Be prepared and stay safe on the land, Nunavut minister advises
“Let’s improve our preparation and take responsibility for safe travels on the land”
Be prepared when you go out on the land: that was the message delivered March 11 in the Nunavut legislature by Lorne Kusugak, minister of Community and Government Affairs.
Kusugak said his department had responded to 178 requests for search and rescue assistance in 2012.
Of those searches, 53 of these were triggered by Spot tracking device activations.
The Government of Nunavut handed out 500 of the satellite messenger devices to communities across the territory in 2010, to be made available to residents free of charge.
Spot messengers can send an SOS help message or customized message, and allow contacts to track a user’s location.
“We have documented cases where individuals would have perished without the use of the Spot tracking units,” he said. “This underscores the importance of taking a tracking communications device like a Spot device when going out on the land. Carrying a Spot device can often be the difference between life and death.”
Of last year’s searches, 40 occurred because people didn’t take enought fuel when they travelled.
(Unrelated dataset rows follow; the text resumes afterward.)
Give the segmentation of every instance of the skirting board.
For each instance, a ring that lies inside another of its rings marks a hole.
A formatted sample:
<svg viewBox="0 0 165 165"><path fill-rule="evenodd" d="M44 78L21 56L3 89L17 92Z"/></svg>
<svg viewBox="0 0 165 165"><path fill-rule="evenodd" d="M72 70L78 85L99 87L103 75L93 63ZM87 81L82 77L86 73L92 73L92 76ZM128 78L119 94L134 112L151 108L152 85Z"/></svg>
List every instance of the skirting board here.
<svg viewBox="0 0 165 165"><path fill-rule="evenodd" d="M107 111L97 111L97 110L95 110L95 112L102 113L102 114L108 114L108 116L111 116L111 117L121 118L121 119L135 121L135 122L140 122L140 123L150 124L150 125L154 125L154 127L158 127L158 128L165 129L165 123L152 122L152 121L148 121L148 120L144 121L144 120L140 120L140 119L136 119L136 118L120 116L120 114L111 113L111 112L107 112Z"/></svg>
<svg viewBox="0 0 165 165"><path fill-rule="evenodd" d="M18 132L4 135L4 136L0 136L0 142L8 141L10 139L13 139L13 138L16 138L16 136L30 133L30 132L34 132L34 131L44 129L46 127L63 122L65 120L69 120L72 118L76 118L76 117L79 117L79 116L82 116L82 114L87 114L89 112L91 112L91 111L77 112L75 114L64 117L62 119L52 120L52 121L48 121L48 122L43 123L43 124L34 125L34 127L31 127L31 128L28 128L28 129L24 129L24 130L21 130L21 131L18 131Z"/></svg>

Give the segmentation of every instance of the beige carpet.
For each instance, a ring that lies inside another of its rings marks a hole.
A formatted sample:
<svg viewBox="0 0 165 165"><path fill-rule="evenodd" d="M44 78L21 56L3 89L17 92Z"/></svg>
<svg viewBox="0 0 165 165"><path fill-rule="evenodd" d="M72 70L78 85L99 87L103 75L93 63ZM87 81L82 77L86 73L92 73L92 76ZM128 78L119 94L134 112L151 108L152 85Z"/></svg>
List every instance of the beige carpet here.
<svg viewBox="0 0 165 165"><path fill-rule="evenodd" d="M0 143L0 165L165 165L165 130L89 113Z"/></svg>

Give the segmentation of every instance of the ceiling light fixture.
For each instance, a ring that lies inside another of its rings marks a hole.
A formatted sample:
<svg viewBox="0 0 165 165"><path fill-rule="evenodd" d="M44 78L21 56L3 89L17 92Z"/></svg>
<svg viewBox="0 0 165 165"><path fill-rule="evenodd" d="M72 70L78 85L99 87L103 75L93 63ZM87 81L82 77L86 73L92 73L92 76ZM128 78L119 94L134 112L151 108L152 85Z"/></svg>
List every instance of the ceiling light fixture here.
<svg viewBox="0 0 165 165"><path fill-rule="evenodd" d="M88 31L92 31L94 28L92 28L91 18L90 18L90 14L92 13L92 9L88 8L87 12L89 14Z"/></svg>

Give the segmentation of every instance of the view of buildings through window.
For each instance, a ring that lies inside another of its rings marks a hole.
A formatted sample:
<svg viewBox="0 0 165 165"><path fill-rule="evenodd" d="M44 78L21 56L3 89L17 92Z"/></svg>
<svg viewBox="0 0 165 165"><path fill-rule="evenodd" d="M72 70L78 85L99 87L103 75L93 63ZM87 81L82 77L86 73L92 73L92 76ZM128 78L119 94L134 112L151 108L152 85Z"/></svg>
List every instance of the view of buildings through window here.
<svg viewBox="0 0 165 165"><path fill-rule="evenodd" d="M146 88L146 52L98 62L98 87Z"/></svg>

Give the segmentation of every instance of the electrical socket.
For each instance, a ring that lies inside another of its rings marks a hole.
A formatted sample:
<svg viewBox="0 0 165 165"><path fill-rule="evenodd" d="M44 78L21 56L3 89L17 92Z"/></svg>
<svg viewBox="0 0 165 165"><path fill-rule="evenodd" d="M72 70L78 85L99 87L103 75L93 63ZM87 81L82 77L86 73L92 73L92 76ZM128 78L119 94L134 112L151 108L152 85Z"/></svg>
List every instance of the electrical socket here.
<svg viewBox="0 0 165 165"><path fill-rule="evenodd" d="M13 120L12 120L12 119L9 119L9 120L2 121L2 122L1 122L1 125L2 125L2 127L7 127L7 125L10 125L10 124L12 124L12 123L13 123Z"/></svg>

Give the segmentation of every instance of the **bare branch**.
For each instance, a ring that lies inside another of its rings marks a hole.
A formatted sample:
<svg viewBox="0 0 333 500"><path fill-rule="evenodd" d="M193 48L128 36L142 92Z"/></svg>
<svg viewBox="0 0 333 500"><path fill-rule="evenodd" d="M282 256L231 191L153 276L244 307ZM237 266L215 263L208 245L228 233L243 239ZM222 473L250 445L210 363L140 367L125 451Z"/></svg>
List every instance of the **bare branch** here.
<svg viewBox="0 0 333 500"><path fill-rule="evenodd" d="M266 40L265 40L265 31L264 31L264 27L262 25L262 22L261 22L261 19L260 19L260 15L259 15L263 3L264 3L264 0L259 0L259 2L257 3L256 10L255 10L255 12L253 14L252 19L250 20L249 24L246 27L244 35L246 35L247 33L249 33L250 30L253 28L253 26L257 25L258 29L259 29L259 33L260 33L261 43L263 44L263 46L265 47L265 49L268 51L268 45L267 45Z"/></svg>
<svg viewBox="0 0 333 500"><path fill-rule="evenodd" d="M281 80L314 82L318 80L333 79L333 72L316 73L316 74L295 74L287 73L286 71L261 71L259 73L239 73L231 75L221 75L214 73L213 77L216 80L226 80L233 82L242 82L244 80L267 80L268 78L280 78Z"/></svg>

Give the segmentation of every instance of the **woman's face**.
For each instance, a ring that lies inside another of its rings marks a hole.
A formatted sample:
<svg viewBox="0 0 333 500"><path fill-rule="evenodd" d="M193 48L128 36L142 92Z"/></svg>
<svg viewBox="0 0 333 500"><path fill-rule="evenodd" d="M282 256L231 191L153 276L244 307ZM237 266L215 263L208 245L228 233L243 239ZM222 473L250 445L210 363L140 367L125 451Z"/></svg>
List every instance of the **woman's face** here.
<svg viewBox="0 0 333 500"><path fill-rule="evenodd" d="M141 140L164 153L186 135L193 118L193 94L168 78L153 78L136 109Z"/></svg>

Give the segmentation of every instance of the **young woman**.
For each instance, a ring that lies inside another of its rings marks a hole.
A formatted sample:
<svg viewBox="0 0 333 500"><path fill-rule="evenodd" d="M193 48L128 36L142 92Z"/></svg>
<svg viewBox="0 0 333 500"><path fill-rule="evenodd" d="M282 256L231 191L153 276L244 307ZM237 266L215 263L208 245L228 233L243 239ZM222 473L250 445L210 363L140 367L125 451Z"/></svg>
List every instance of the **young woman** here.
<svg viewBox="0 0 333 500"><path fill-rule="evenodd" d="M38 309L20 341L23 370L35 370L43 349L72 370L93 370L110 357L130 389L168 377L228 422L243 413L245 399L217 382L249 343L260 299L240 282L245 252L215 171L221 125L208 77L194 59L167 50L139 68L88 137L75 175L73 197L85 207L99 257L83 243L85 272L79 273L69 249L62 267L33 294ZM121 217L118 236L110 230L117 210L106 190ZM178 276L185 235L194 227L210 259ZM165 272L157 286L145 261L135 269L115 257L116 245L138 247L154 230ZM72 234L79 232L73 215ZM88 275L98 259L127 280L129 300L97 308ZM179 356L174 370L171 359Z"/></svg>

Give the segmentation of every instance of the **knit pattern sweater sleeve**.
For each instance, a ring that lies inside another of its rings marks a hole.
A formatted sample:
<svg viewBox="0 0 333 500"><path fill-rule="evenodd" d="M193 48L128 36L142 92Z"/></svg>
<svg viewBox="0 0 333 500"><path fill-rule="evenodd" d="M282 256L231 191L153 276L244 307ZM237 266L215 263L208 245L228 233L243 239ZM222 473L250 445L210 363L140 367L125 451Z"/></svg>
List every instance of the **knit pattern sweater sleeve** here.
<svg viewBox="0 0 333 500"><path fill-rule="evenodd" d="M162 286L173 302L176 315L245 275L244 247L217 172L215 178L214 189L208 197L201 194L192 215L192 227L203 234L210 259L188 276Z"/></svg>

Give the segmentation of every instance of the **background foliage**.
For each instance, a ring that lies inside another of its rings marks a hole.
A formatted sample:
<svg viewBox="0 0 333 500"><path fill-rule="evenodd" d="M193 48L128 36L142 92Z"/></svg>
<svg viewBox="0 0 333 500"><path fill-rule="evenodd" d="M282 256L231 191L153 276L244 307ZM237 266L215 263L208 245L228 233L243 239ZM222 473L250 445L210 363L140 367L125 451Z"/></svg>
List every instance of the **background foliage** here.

Another 49 searches were the result of mechanical breakdowns, Kusugak said.
“Being prepared with extra fuel and a few critical snowmobile parts can save lives,” he said.
Each search puts volunteer search and rescue personnel at risk, “yet they undertake their mission without question, Kusugak said.
His reminder to Nunavummiut:
• before you leave, let someone know – tell others of your travel plans and when you expect to return;
• always be prepared to spend 72 hours on the land – take additional food, shelter, and equipment, even on short day trips, in case of emergencies; and,
• take a communications signalling device like a satellite phone or Spot device.
“Let’s improve our preparation and take responsibility for safe travels on the land,” Kusugak said.
The CGS department is working closely with the RCMP to develop a new policy on search and rescue, which Kusugak said ‘clarifies and strengthens the roles of government, communities, and our partners in search and rescue activities.”
The department’s protection services division is also working with Environment Canada to have 1-800 numbers available for communities to call for weather updates.
These automated reports will also be translated into Inuktitut and Inuinnaqtun.